Tuesday, December 13, 2011

The time my head should have exploded, but didn't.

I was recently asked if I would have any interest in doing MAN OF LA MANCHA.

Guess what my answer was?

It started with a Hell and ended with a Yes.  And a little tiny exclamation point at the end.

Now, nothing will ever come of this.  But it was nice to be asked, truly nice to be remembered after all of these years out of the profession, and it would have been nice to clear a blot that's been like a finger in my eye since I first did a production of that play back in 199-something.

I have long since forgotten the director's name.  Short of killing him (and it was a very near thing), that's the best and only thing I could do; ERASE that sad sack of s**t from my memory.  But the scars remain.

Among his sins:

Directing the show from the book of a previous production, i.e, directing actors he wished he had rather than the actors he had.  Directing like a Mother-In-Law drives from the back seat.....allowing for absolutely no creative input.

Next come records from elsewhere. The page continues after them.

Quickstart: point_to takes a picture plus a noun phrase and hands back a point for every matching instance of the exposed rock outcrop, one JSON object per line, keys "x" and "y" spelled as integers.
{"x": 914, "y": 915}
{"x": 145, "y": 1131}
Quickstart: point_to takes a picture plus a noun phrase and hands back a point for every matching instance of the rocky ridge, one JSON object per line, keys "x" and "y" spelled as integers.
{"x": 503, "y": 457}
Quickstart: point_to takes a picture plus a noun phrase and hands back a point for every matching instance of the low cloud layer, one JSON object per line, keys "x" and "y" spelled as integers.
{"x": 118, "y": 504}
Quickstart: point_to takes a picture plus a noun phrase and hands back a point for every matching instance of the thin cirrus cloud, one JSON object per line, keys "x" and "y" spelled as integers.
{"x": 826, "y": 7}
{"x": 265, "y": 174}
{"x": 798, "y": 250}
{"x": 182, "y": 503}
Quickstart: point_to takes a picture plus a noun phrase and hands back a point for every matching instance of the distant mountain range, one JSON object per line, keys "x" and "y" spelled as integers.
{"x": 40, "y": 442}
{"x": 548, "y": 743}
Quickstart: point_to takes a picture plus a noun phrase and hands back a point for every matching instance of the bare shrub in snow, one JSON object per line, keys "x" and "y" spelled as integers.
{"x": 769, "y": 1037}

At one point, I moved a little farther right than he had directed.  A step or two.  Still in the light, but allowing for some space between myself and the primary action.  He stopped the rehearsal and literally spoke to me as if I were a child.  And you all KNOW how I respond to such things.

Badly.

I did it again a few days later, by instinct rather than malice.  Again, he stopped and this time he screamed at me.  And you all KNOW how I respond to that.

VERY badly.

This was a two week rehearsal period, and quite possibly the worst I've ever been through.  If it was possible for a director to completely separate the cast from the production, he did it.  And it seemed as if he was doing it intentionally.

On the day we were to open, he called a full dress rehearsal for the afternoon.  This is the kind of guy who would probably jack off before heading out to the orgy.  Forgive the visual.

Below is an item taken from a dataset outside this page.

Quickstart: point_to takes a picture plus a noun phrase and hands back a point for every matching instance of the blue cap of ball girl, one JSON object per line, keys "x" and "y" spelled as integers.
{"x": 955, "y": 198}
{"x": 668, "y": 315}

The stage manager talked him out of it, and he said, "okay, I'll just give some notes."  And he did.

He gave notes from 9:00 AM until Noon.  And then we broke for lunch.  And then we came back and he continued until 4:00 PM.  Six hours of notes for a two hour show.  He literally had everybody believing that we would have to bring our A game to merely SUCK.

I, of course, was furious.  And, at 3:55, with the possibility of escaping this odious man's presence minutes away, I moved to the back of the house.

"Don't go anywhere, John." he says for everybody to hear.

"Oh, I'm not going anywhere.....sir."  was my response.

Afterward, a fellow in the cast who currently does those United States Postal Service commercials said to me, "I've never heard anybody say 'sir', and make it sound like, 'ASSHOLE!' before."

So, we opened the show, and it went pretty well.  There were some glitches, but we covered them.  The audience was very appreciative.  And just like that, it was over, it was open, and I was pretty sure I wouldn't have to deal with that idiot again.

Oh, but I was so wrong....in a show of pure, unadulterated narcissism, he makes an appearance in the dressing room!

His profuse praise to his cast?  "Well, that was okay, all things considered."

Our eyes met in the makeup mirror that I was staring into, in the hopes that I would not leap across the room and throttle the sonofabitch.  Pop his head off like a champagne cork.  Nut-punch the smug bastard.  He could not help but see the look of pure malevolence on my face.

He left town the next morning, and I have not seen him from that day to this.  And I can only hope that he took a job as a butcher, because he had some talent in that regard.  To his only credit, he left me with a great story about the worst director I've ever worked with.

Then again, the world is wide, and life is long, so I probably shouldn't put that trophy away so quickly.

Well.  That was cathartic.

So, to sum up.  I would do MAN OF LA MANCHA again.